Brazilian Crapshoot?Phillip L. Zweig
In Brazil, they call it jeito. Roughly, it means "cleverness." On Jan. 21, Banque Indosuez and J.P. Morgan Securities Inc. launched a $200 million Eurobond offering for Brazil's state of Minas Gerais that was in the best tradition of Brazilian financial jeito. Even though Brazil and Minas Gerais, an industrialized southeastern province, are still technically in default on billions owed to Western banks, investment bankers seized on emerging-market mania to sell the unrated paper to institutional and individual investors as a public offering in Europe and a private placement in the U.S.
While the issue may not be the diciest emerging-market Eurobond deal ever to cross the Rio Grande, some experts say investors may be overlooking its risks.
Brazil still suffers from political chaos and a 2,600% annual inflation rate. A leftist victory in the Nov. 15 presidential election, which is a distinct possibility, could derail free-market reforms. An agreement on rescheduling Western bank loans has still not been implemented. And the central bank could conceivably seize foreign-exchange reserves, blocking other government entities from meeting their foreign obligations.
Peter L. Clark, vice-president of J.P. Morgan Securities, acknowledges that investing in developing-country debt, including the Minas issue, "is a risky business....People need to do their homework." But he contends that Brazil "is still relatively cheap," and that "they're getting an economic plan together."

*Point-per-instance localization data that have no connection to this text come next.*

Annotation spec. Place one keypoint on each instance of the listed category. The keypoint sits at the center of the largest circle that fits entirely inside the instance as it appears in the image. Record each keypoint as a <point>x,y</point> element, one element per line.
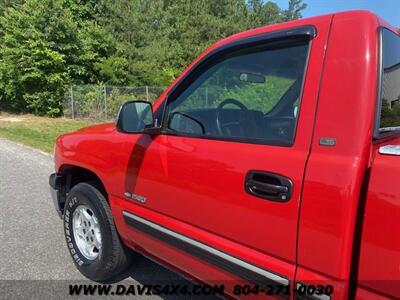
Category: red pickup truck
<point>271,165</point>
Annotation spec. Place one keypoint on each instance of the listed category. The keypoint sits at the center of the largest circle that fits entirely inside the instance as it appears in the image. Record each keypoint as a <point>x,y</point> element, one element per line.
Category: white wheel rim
<point>87,233</point>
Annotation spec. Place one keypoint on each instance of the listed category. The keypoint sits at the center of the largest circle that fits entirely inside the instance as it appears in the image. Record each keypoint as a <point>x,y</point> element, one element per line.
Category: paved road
<point>32,245</point>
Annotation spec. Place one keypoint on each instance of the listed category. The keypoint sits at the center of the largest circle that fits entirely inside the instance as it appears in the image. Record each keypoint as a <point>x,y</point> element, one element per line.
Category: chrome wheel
<point>86,229</point>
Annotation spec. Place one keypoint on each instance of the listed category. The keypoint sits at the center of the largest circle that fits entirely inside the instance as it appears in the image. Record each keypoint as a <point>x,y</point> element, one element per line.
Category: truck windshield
<point>390,109</point>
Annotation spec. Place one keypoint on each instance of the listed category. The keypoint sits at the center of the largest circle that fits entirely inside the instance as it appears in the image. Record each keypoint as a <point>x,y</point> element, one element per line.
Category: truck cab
<point>270,162</point>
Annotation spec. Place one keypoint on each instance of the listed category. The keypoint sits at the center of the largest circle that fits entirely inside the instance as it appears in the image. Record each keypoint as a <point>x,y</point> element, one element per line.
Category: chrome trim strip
<point>390,150</point>
<point>315,296</point>
<point>220,254</point>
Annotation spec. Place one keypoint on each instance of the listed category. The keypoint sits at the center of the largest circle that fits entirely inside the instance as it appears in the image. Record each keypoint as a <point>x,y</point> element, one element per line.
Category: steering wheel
<point>219,112</point>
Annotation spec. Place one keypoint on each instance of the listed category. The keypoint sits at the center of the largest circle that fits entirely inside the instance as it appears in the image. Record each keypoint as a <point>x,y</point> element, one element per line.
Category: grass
<point>37,132</point>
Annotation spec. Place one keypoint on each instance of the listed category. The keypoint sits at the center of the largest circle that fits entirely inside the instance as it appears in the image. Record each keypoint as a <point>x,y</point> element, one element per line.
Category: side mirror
<point>135,116</point>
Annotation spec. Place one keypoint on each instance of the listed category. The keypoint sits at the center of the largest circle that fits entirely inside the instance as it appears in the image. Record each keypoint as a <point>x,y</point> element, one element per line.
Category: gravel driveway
<point>34,262</point>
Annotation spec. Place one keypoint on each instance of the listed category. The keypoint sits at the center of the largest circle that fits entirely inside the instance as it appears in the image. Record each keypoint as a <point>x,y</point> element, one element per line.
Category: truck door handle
<point>269,186</point>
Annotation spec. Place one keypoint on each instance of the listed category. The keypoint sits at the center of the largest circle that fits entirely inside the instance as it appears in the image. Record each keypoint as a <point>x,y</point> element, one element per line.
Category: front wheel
<point>91,236</point>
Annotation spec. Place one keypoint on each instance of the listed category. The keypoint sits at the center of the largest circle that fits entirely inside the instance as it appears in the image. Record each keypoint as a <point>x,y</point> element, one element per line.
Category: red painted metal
<point>195,186</point>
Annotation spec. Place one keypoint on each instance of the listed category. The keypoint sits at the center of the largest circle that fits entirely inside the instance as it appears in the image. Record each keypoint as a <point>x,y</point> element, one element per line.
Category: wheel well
<point>74,175</point>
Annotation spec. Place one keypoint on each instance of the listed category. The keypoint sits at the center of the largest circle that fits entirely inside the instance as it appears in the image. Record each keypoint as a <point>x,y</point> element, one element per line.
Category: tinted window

Significantly, Minas Gerais beat Brazil itself back into the public-debt markets, doing so even before Brazil could complete the rescheduling of its $34 billion in bank debt, which is expected by Apr. 15, as called for in the Bush Administration's Brady Plan.
Moreover, the transaction represents the first time that a province of a Latin American country has raised long-term money in the Euromarkets since the debt crisis of the 1980s, although several state-owned companies have already tapped the market. With this deal, says Alfredo M. Viegas, vice-president at Salomon Brothers Inc., Brazil is "a little sneakily coming back" into the markets.
LAND OF ADVENTURE. The offering consists of two equal portions, one bearing a rate of 7 7/8% for five years and the other 8 1/4% for six years. As a sweetener, Minas Gerais tacked on three-year warrants giving investors the right to buy preferred shares in CEMIG, an 84% state-owned utility. Based on trading in the warrants, the five- and six-year bonds are yielding about 9.5% and 9.7%,
Asserting that Minas Gerais is one of Brazil's best-managed states, and CEMIG one of its best utilities, says Claude Marion ef Banque Indosuez,: "They can go to market with better credit than the state of S o Paulo or even the republic."
That said, investors could still be in for a roller-coaster ride.